David Morgan, PhD, Chief Executive Officer and Director of the Byrd Alzheimer Institute and Director of Neuroscience Research at the University of South Florida College of Medicine:
Is NIH funding initiatives for the delayed aging model? Yes. I presently serve on a review committee for the Interventional Testing Program to identify agents that can be administered which might extend the lifespan of mice. This is a very rigorous program that has identified one agent, rapamycin that can extend longevity. On this basis it is argued that this slows the aging process. Over 20 other agents have completed testing or are in process.
This is a highly objective means to try and identify chemoprevention for aging. However, expanding to other species that may have causes of death different than those of mice would seem a good use of funds. Research on caloric restriction and caloric restriction mimetics continues to receive such funding. Unfortunately, the studies in nonhuman primates had inconsistent outcomes, and these were long and expensive research studies. This leaves open the question regarding caloric restriction and longevity in humans.
How would NIH consider partnership with industry? Most certainly it would. A fine example of the government, industry and private philanthropic partnership is the Alzheimer's Disease Neuroimaging Initiative (ADNI).
Almost 1000 publications have come from the data collected in this very large multicenter study. This is an example of the "precompetitive " research space, where the pharmaceutical industry sees that all can gain benefit before competing with specific proprietary drugs. These are ideal relationships.
Michael Hodin, PhD and Executive Director, Global Coalition on Aging and Managing Partner at the High Lantern Group:
[P]opulation aging prompts questions that are far more fundamental than how to increase funding for this disease or that entitlement program. Indeed, population aging demands a fresh, innovative approach to policymaking where the incompatibility between 20th-century approaches and 21st-century demographic realities is fundamentally challenged.
But I am optimistic that we Americans actually know how to do this; to take huge challenges and find real solutions. Let me suggest three models that have been the basis for wealth creation and prosperity and driven by our unique sense of American optimism. They are models for how we can view today's challenge of population aging.
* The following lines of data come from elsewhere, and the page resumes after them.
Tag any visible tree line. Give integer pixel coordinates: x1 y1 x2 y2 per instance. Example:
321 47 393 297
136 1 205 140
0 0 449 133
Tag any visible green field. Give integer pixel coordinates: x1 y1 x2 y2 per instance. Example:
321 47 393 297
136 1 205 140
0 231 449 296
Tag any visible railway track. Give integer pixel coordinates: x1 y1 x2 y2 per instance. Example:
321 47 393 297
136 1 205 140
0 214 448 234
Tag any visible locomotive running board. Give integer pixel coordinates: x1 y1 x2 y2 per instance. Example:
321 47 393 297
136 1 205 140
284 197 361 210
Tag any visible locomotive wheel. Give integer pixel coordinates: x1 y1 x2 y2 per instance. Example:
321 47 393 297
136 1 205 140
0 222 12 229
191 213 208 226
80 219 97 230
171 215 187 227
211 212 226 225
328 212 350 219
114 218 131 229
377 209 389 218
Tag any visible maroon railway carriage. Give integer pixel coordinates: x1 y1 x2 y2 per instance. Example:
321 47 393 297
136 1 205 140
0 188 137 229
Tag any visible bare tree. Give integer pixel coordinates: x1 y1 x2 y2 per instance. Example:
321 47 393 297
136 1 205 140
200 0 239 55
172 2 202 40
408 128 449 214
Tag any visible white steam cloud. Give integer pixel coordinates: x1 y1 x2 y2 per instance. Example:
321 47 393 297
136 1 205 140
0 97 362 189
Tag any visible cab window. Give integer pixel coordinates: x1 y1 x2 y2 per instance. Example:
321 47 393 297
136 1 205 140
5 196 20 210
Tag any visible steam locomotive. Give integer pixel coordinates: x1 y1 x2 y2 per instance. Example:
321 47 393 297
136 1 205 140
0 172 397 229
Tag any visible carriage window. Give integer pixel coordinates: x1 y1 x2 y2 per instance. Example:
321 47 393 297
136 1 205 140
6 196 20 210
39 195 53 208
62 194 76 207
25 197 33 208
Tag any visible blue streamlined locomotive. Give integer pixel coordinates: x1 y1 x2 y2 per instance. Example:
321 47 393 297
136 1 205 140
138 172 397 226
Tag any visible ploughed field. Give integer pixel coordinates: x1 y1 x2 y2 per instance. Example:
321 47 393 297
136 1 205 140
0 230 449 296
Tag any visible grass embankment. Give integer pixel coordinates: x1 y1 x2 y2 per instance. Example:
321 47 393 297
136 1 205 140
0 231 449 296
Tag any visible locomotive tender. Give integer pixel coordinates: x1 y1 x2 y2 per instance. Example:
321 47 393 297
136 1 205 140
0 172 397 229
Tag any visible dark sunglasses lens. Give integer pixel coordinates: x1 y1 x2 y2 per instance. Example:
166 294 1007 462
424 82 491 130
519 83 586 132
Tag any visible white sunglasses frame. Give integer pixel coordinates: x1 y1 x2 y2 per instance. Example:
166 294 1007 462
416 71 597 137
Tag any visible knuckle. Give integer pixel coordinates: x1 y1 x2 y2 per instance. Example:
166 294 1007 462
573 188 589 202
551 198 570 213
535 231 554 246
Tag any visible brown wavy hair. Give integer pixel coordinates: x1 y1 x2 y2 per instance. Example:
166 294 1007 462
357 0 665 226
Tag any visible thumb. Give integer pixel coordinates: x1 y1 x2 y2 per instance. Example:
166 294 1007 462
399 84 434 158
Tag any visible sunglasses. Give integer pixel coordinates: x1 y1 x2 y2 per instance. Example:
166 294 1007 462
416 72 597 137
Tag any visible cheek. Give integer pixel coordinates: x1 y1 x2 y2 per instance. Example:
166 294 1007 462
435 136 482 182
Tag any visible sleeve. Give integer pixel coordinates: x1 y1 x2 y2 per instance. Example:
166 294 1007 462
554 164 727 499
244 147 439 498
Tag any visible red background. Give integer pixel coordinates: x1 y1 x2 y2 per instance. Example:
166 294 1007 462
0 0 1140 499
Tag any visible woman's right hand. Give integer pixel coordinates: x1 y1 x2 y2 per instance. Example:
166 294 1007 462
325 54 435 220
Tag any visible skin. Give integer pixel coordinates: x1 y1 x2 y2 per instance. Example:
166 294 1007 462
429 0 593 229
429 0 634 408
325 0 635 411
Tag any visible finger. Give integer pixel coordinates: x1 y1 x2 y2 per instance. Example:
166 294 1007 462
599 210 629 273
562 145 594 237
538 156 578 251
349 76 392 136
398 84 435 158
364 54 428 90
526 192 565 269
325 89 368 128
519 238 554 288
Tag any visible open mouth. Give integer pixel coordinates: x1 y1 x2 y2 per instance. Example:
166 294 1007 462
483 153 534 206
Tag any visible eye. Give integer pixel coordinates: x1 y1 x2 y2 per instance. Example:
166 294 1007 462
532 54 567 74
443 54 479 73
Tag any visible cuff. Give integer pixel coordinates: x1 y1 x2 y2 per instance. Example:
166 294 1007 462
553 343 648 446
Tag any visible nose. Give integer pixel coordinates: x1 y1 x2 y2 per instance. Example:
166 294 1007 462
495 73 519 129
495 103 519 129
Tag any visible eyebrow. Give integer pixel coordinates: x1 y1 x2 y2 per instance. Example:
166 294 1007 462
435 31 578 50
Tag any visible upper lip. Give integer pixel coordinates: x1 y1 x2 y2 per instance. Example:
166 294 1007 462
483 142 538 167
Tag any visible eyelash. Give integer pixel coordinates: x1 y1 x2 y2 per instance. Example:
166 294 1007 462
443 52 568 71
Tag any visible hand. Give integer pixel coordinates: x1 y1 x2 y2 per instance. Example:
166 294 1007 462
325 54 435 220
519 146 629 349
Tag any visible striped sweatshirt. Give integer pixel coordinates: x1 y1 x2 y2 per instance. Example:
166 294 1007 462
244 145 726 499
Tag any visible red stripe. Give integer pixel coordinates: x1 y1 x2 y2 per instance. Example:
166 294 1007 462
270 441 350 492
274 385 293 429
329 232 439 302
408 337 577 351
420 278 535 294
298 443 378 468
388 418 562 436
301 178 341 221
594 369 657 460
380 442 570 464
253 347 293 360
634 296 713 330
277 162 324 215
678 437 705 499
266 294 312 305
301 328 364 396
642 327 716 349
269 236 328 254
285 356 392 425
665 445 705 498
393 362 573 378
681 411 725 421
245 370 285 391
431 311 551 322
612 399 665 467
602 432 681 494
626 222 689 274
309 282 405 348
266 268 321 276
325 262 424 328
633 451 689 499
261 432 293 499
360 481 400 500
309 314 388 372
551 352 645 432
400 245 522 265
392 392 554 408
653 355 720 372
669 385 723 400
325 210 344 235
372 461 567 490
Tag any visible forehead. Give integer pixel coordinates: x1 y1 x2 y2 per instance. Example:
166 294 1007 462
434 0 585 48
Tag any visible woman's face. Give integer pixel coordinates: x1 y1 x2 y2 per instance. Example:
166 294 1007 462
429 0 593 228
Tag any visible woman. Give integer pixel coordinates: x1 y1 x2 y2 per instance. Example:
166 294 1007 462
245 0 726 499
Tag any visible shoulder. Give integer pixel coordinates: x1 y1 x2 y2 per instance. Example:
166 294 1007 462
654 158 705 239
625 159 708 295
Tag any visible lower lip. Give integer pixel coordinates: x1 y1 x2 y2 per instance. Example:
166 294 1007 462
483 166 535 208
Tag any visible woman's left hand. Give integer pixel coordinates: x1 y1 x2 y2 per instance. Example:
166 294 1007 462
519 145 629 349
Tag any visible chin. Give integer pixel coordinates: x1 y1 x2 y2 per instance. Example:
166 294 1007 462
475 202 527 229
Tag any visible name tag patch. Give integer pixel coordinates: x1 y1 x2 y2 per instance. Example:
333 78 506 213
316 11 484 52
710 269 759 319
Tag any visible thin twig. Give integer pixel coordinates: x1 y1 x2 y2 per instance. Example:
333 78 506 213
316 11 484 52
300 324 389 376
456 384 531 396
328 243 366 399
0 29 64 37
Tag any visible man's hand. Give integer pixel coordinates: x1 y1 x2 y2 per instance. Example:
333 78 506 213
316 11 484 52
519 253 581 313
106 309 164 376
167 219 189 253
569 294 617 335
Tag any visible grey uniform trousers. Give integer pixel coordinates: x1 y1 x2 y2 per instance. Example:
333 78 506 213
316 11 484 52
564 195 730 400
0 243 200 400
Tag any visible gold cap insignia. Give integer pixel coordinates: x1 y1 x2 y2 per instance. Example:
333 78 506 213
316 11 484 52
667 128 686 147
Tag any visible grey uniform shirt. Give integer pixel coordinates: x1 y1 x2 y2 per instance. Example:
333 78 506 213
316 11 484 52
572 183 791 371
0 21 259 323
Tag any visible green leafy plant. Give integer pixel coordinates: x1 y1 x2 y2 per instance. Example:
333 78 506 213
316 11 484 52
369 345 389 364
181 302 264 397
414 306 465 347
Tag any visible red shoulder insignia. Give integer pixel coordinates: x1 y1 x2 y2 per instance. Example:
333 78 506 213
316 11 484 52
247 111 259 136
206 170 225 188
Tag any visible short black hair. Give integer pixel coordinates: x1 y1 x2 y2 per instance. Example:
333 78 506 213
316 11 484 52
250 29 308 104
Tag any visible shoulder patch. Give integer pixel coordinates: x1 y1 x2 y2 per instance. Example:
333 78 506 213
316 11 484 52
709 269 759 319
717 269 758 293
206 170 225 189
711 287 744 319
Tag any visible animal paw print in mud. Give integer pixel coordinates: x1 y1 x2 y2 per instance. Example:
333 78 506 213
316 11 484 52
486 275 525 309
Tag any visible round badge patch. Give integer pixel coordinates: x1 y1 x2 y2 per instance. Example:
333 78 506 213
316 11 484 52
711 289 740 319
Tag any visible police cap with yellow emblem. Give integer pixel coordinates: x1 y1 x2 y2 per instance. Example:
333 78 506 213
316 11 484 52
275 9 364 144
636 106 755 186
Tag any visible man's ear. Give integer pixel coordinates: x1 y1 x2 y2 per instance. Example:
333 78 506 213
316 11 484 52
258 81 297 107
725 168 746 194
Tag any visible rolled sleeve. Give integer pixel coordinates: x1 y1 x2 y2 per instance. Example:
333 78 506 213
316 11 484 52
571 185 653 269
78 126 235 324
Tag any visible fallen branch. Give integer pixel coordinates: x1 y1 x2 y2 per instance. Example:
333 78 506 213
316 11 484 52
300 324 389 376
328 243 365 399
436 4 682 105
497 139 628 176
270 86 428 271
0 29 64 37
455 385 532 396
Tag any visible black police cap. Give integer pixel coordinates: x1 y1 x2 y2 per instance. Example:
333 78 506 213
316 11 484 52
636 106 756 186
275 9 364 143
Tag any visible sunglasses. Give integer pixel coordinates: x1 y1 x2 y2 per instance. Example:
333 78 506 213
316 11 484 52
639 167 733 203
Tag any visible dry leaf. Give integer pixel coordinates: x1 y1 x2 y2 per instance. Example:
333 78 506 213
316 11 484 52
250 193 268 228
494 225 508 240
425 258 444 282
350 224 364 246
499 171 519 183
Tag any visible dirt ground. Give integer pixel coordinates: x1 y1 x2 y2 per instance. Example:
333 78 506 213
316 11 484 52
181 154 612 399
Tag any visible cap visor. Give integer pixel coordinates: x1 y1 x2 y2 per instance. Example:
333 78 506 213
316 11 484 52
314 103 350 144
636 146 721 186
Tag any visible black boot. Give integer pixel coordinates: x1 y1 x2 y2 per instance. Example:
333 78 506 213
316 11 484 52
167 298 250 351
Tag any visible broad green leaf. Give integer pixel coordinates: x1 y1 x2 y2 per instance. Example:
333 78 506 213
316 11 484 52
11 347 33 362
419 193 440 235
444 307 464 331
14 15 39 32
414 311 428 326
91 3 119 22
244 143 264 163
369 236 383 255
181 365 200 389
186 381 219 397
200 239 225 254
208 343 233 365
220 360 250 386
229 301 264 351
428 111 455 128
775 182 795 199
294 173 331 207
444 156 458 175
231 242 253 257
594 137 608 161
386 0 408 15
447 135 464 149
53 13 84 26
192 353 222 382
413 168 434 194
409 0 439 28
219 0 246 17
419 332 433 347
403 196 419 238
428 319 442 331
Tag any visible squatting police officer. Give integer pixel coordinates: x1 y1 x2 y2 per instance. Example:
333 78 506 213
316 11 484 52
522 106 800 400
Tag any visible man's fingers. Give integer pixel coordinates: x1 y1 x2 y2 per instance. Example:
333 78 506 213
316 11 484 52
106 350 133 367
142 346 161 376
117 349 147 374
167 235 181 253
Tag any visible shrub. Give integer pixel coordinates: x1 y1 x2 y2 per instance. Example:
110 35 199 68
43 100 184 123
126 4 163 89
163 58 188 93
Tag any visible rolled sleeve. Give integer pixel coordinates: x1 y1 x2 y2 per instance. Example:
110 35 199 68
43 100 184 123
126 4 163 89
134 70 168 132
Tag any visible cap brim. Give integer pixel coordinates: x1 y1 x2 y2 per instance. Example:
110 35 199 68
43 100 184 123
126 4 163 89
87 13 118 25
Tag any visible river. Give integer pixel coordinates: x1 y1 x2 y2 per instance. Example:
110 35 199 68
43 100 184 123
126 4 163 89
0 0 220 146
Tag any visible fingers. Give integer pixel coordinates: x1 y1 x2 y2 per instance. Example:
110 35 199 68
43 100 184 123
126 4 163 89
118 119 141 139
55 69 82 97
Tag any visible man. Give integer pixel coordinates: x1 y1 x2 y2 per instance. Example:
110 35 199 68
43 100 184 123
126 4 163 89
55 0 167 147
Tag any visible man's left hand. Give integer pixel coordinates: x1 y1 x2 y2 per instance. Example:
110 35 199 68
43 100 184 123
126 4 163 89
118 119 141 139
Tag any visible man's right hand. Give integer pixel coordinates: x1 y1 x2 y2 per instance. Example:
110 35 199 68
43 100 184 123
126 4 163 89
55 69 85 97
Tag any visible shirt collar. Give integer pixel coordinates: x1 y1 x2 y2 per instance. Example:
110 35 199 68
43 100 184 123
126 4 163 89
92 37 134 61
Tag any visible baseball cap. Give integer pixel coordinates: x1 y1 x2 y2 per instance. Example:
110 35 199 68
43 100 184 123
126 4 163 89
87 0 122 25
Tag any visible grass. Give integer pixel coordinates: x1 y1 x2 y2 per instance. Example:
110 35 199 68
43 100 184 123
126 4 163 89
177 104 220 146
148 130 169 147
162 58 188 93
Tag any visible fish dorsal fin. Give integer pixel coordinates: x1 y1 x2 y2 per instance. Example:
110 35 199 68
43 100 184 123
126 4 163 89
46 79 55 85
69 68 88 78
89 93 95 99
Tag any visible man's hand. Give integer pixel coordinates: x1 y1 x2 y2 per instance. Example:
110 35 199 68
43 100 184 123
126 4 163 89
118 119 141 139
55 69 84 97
The first is the creation of the national interstate highway network in the mid-20th century. American leaders recognized that investing in highways would connect regional economies to spur national economic synergy, and a federal-state partnership was formed to undertake the project.
Despite plenty of political wrangling, the transcontinental network was built, and it laid the foundation for national economic development unparalleled before or since. It did not have to be. Yet it was done – and done in a way that connected excellent execution, vision, good ideas and ideals. We are better off as a nation for it. And, at its core, it happened through a deep understanding that spending on new transformative ideas should be viewed not as a cost but as an investment in our future – and that the price of not investing is far greater than the reverse. In its implementation it also showed what can be achieved through a comprehensive and integrated approach to public policy that broke down silos and generated cooperation, collaboration and excellence.
My esteemed colleagues today will talk a great deal about this need of silo-busting and more comprehensive approaches for our research into the diseases of aging.